Ad Schenk. Foto: Jan Jansen

De problematiek van ontspoorde jongeren hield Ad en Toos in toenemende mate bezig. “We hebben toen een radicale keuze gemaakt, die een volledige wending in ons leven zou betekenen, door te gaan werken in de hulpverlening. Daarom zijn we met de winkel gestopt en allebei gaan studeren aan de Sociale Academie De Horst in Driebergen, een toen links-radicaal opleidingsinstituut. Omdat ik tijdens die opleiding al dertig jaar was, kreeg ik een baan als groepsleider bij het katholieke opvoedingsgesticht Beukenrode in Doorn. Dat was een observatietehuis voor moeilijk opvoedbare jongeren tot eenentwintig jaar. We kregen daarbij ook nog een dienstwoning op het terrein van het tehuis.”

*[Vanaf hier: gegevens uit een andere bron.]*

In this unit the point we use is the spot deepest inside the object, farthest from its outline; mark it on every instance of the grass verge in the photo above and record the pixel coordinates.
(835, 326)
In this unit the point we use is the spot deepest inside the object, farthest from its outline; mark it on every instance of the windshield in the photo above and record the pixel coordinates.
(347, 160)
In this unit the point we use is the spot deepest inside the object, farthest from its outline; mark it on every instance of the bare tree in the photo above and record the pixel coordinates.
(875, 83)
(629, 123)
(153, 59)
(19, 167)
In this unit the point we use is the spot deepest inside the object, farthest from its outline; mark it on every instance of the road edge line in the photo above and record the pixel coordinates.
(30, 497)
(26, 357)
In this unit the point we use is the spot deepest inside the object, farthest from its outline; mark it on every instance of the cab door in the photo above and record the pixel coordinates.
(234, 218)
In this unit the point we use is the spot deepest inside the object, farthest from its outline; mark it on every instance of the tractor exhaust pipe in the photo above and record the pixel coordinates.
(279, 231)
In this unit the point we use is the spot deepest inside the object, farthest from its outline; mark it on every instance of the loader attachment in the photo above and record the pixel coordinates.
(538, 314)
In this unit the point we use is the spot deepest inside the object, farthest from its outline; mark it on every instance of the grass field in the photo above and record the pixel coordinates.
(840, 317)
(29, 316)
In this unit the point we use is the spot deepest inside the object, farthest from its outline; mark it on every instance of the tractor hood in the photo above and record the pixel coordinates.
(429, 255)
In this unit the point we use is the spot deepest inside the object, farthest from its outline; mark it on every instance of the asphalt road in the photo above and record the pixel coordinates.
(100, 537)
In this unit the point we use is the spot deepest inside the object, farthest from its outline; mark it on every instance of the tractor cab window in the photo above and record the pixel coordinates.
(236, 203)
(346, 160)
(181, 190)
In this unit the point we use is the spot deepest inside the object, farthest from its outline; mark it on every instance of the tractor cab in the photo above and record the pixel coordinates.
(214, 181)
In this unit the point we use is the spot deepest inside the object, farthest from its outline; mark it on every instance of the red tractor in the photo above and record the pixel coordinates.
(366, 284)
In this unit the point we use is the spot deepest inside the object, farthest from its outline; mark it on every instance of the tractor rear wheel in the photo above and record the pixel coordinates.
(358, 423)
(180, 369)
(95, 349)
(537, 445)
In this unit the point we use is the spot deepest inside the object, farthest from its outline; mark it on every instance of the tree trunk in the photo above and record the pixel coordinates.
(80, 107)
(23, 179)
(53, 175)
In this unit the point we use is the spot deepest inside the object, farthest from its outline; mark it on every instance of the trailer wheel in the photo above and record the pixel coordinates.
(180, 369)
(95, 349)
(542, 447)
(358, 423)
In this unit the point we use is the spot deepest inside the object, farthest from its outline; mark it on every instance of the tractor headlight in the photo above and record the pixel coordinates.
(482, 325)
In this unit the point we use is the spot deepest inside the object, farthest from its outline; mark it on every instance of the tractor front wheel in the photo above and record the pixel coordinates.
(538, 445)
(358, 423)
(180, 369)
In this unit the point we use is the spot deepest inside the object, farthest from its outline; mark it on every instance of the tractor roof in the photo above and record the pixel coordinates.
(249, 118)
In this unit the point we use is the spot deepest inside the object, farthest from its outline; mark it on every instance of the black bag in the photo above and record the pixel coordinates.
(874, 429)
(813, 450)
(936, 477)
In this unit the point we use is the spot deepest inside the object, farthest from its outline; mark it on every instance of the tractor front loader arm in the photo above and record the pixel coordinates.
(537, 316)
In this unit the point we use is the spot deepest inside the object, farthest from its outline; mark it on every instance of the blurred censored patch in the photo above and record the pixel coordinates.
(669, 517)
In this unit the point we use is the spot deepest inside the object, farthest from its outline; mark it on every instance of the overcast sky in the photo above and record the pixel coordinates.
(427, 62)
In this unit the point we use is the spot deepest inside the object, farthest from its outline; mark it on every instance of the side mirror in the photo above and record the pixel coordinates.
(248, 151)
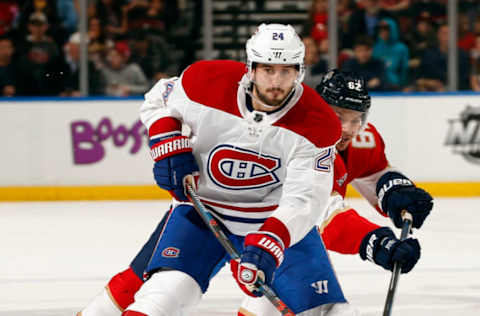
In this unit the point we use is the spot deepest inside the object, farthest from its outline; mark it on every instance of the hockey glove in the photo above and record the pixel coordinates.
(383, 248)
(173, 162)
(262, 255)
(396, 193)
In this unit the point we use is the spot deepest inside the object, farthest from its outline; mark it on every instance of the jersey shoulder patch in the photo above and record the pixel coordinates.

Begin jaren zeventig begon een tijd van protesten en democratisering. Dolle Mina met baas in eigen buik. Studenten en arbeiders streden voor medezeggenschap in onderwijs en in bedrijven. Overal werden ondernemingsraden opgericht. “Ook in Beukenrode werd vergaderd over medebeslissingsrecht en inzage in rapporten door pupillen. Toen pupillen zagen dat het niet zo ging als ze wilden, kwamen ze in opstand. Een conflict over de biertap in het recreatiecentrum was de feitelijke aanleiding voor de bezetting van Beukenrode. Omdat ik de directie had gewaarschuwd voor onlusten werd ik niet vertrouwd, op non-actief gezet en later ontslagen. Zeven pupillen zochten bij ons thuis in onze dienstwoning onderdak, waarvan er drie permanent bij ons zijn ingetrokken.”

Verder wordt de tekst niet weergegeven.